Altri lavori sono in cantiere. Alcuni di noi sono ora in Colombia, dove stanno lavorando con un gruppo di persone su materiale creato da Jorge Romero Mora, Voces Failiares, basato su elementi tradizionali colombiani, che contamina le storie dell’infanzia di Gesù con la realtà sociale di quel paese.
Poi ci sono altre idee, legate a collaborazioni con altre persone e teatri ed agli interessi specifici di alcuni di noi, idee che, pur avendo tutte un risvolto teatrale, si nutrono anche delle esperienze e delle aspirazioni di ognuno di noi, spesso alla ricerca di occasioni per creare comunità provvisorie, transitorie, instabili ma significative, attraverso strumenti teatrali.

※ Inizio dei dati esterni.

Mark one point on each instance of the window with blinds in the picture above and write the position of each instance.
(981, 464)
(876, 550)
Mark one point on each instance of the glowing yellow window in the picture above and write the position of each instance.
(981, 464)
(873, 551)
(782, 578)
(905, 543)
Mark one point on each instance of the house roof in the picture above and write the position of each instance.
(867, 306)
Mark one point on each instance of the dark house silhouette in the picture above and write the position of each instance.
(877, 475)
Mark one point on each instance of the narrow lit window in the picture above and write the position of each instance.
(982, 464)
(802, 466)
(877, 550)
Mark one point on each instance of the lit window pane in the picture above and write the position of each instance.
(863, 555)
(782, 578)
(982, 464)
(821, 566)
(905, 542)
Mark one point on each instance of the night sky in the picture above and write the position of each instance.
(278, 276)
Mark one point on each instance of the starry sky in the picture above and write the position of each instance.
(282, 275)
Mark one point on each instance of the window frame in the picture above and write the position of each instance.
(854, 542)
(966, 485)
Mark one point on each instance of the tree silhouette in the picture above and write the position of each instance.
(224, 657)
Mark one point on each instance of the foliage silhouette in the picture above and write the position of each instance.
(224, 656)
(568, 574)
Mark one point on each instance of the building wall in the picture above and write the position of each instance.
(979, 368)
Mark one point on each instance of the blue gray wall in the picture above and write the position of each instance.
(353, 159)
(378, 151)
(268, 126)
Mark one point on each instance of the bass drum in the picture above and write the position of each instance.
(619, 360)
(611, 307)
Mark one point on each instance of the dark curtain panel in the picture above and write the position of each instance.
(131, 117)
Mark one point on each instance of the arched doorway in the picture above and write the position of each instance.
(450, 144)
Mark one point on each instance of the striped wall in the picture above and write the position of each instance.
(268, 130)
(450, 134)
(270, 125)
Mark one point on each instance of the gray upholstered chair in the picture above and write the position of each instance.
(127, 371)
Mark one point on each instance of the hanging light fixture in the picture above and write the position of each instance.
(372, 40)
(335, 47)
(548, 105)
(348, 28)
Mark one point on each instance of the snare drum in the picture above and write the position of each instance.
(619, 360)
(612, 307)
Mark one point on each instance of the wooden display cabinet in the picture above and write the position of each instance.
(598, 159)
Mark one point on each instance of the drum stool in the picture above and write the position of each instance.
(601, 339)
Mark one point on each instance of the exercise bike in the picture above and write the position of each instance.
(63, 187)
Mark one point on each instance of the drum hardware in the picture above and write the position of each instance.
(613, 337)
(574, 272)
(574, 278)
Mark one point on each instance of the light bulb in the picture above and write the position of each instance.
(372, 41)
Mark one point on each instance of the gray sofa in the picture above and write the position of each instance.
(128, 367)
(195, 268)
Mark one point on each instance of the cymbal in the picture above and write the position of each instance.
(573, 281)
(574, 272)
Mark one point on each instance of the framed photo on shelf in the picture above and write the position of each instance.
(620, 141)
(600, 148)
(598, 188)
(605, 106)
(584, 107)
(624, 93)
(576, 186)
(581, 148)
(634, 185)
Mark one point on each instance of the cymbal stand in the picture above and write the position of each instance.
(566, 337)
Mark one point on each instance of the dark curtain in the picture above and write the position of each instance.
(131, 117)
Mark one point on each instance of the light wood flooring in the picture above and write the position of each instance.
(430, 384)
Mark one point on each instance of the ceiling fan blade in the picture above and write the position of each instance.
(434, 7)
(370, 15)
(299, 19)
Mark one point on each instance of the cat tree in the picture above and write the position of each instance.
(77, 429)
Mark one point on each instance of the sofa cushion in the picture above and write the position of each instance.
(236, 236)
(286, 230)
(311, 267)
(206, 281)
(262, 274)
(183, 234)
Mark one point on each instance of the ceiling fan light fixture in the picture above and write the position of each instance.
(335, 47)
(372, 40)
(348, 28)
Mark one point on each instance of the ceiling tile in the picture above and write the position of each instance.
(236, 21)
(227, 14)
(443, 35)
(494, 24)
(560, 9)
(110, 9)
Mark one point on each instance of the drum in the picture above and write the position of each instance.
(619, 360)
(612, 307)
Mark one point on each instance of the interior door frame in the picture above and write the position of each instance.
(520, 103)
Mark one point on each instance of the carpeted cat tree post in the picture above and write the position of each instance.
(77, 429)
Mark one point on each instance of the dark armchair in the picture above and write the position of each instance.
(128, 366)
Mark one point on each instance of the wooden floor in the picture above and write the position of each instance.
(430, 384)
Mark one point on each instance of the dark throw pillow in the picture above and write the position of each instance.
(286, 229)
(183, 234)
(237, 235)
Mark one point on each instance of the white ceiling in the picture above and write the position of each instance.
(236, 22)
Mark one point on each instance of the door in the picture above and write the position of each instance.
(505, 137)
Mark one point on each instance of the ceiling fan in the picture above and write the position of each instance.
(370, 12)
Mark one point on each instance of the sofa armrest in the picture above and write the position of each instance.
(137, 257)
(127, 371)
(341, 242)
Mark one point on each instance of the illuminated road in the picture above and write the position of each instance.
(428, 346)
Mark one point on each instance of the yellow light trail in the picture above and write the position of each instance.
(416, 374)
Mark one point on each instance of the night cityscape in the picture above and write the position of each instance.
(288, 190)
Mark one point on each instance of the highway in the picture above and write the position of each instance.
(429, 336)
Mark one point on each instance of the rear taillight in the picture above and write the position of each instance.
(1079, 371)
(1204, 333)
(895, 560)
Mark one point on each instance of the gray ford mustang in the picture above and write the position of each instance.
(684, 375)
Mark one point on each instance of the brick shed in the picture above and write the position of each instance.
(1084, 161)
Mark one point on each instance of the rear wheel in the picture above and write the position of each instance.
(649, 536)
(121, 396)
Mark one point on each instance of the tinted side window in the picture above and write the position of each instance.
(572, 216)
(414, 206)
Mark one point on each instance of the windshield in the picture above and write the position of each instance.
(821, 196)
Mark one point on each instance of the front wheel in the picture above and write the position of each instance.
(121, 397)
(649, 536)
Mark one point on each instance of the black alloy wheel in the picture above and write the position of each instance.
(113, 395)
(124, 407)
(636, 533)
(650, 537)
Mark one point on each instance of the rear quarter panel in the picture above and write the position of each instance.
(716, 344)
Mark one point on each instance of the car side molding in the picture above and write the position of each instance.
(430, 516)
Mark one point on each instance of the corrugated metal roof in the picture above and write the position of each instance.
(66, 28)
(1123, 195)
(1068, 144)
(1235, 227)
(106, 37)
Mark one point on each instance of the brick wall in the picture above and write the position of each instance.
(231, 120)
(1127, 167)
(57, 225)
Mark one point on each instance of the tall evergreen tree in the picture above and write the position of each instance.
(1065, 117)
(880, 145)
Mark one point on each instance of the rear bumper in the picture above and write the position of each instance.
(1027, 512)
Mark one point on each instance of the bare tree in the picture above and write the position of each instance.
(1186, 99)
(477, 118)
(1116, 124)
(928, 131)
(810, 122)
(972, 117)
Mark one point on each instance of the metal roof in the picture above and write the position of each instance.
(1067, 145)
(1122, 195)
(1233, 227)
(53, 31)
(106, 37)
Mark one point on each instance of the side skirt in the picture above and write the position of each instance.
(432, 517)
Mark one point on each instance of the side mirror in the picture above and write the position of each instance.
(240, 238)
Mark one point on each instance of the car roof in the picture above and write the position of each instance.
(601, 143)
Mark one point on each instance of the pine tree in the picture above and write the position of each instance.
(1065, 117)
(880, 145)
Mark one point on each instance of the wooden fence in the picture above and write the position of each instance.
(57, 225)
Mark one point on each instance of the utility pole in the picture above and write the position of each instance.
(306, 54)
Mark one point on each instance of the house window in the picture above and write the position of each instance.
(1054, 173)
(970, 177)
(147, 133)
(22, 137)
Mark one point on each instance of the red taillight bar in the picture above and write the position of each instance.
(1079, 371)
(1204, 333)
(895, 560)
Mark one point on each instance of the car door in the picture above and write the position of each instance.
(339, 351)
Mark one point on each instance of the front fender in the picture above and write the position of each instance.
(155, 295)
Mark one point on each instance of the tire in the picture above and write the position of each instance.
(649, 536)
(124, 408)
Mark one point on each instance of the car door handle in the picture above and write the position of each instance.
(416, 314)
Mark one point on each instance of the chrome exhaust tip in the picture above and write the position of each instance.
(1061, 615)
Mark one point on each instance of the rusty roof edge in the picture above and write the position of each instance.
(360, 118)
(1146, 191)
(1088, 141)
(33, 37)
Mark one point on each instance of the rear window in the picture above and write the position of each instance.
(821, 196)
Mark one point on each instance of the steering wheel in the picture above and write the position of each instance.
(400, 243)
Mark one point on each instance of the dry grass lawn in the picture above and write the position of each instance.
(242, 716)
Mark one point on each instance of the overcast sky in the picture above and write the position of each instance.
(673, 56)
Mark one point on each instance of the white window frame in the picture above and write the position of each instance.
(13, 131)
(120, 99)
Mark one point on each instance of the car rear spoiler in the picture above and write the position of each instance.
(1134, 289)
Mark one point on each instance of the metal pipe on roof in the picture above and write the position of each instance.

La creazione dell’Accademia dell’Incompiuto può sembrare un’iniziativa rischiosa, di questi tempi, e dobbiamo trovare il modo non solo di farla vivere creativamente, ma anche i mezzi per farla concretamente sopravvivere. Ogni tipo di sostegno è per noi importante, ora, soprattutto in Italia.
In ogni modo, l’Accademia dell’Incompiuto non sarà un gruppo fisso, definito, con un’identità stabile. Sarà una costellazione di individui appartenenti a mondi anche lontani l’uno dall’altro, con sensibilità e interessi differenti, un’impresa che non sarà mai “compiuta” del tutto.
Tu cosa cerchi oggi dal e nel teatro?
Pensiero. Serenità semplice. La possibilità di essere utile a qualcuno.
[1] Emanuele Valenti, “Tradire il futuro”, La Falena, 1/2021, pp. 53-55.
[2] Jerzy Grotowski, Testi 1954-1998, La Casa Usher. Volume I, La possibilità del teatro (1954-1964); volume II, Il teatro povero (1965-1969); volume III, Oltre il teatro (1970-1984); volume IV: L’arte come veicolo (1984-1998).